Une vue de la ville de Bukavu

Dans un communiqué rendu public ce dimanche 8 août, les associations des droits de l’homme regroupées au sein du Radhoski (Réseau des associations des droits de l’homme du Sud-Kivu) expriment leur profonde préoccupation sur cette tentative de meurtre et condamnent cette énième atteinte à l’intégrité physique des défenseurs des droits humains au Sud-Kivu.

Elles exigent entre autres,  une enquête d’office, sérieuse et indépendante sur cette tentative d’assassinat.

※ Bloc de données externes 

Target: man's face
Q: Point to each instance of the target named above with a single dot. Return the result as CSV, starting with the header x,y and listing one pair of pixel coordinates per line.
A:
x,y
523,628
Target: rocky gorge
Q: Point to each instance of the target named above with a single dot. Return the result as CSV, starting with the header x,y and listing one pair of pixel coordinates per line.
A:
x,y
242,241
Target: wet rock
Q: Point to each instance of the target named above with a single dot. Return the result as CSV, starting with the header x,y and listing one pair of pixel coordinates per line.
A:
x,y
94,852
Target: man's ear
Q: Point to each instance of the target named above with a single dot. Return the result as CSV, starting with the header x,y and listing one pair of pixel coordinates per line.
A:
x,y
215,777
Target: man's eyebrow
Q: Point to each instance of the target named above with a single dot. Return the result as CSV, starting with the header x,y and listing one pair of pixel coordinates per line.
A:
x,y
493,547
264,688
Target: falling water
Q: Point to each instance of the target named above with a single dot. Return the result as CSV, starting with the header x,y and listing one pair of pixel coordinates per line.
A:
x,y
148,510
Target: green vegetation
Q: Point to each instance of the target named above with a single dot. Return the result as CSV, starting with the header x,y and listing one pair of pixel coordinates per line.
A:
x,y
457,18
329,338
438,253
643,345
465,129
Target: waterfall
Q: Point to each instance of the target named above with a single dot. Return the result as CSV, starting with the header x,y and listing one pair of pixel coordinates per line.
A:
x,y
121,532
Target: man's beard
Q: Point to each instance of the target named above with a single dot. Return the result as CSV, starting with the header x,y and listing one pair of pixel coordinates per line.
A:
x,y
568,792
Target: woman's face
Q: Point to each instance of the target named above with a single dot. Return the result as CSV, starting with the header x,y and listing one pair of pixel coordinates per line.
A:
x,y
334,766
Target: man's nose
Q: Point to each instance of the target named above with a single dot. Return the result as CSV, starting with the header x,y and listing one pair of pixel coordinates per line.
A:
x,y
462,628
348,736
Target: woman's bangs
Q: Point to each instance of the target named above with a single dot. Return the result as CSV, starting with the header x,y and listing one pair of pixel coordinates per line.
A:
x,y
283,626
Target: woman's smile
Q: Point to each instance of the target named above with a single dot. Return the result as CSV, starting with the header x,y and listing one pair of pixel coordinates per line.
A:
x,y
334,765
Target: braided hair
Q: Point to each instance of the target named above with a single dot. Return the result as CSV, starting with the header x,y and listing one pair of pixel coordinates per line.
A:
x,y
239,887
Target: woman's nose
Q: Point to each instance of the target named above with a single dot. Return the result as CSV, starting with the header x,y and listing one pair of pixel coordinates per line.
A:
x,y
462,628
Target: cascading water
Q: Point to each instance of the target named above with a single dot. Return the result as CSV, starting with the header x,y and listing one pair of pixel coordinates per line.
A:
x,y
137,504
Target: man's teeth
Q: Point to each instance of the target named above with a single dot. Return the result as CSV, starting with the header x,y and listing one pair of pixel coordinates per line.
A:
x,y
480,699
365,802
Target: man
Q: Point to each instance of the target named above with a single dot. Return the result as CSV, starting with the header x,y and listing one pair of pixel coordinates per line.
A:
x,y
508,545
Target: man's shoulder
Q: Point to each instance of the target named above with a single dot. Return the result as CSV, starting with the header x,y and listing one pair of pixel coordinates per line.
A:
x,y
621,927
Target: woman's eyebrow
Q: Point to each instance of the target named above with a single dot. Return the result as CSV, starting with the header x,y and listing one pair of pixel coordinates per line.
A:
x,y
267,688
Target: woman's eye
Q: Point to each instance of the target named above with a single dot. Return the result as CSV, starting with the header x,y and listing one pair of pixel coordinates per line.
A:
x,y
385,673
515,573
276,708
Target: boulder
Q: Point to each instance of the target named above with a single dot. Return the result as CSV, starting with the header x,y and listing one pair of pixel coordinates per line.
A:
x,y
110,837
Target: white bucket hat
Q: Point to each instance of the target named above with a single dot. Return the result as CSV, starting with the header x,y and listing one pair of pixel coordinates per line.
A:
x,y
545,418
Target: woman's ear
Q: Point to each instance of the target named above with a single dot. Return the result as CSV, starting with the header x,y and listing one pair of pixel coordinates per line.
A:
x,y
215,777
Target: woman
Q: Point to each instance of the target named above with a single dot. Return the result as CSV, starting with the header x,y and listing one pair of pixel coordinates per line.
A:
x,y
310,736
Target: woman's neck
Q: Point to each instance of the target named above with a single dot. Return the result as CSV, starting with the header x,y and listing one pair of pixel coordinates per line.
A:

Ces associations exigent  aussi  que Mushi Bonane se mette à la disposition de la justice qui le recherche afin qu’il y soit jugé.

Pour rappel, Maître Moïse Chifende, professeur à l’université catholique de Bukavu et directeur de l’ONG Aprofed, une organisation locale de défense des droits de l’homme au Sud-Kivu, a été grièvement blessé samedi 7 août par maître Mushi Bonane, un ancien ministre national et député national élu de Bukavu.

Les faits se sont passés au quartier Labote, dans l’enceinte du bureau de la division du transport et communication. Moïse Chifende et Mushi Bonane se sont retrouvés en ce lieu pour discuter d’un conflit parcellaire qui les oppose, a-t-on appris des sources proches de ces deux personnalités.

Les deux hommes de loi disposent, en effet, de concessions voisines dans un quartier résidentiel de Bukavu.

La victime a été admise en soins intensifs à l’hôpital général de référence de Bukavu. Ses proches affirment toutefois que sa vie est hors danger.

Mushi Bonane a rejeté toutes ces allégations, indiquant, par contre, que sa vie est en danger du fait qu’il est menacé de mort par Moïse Chifende.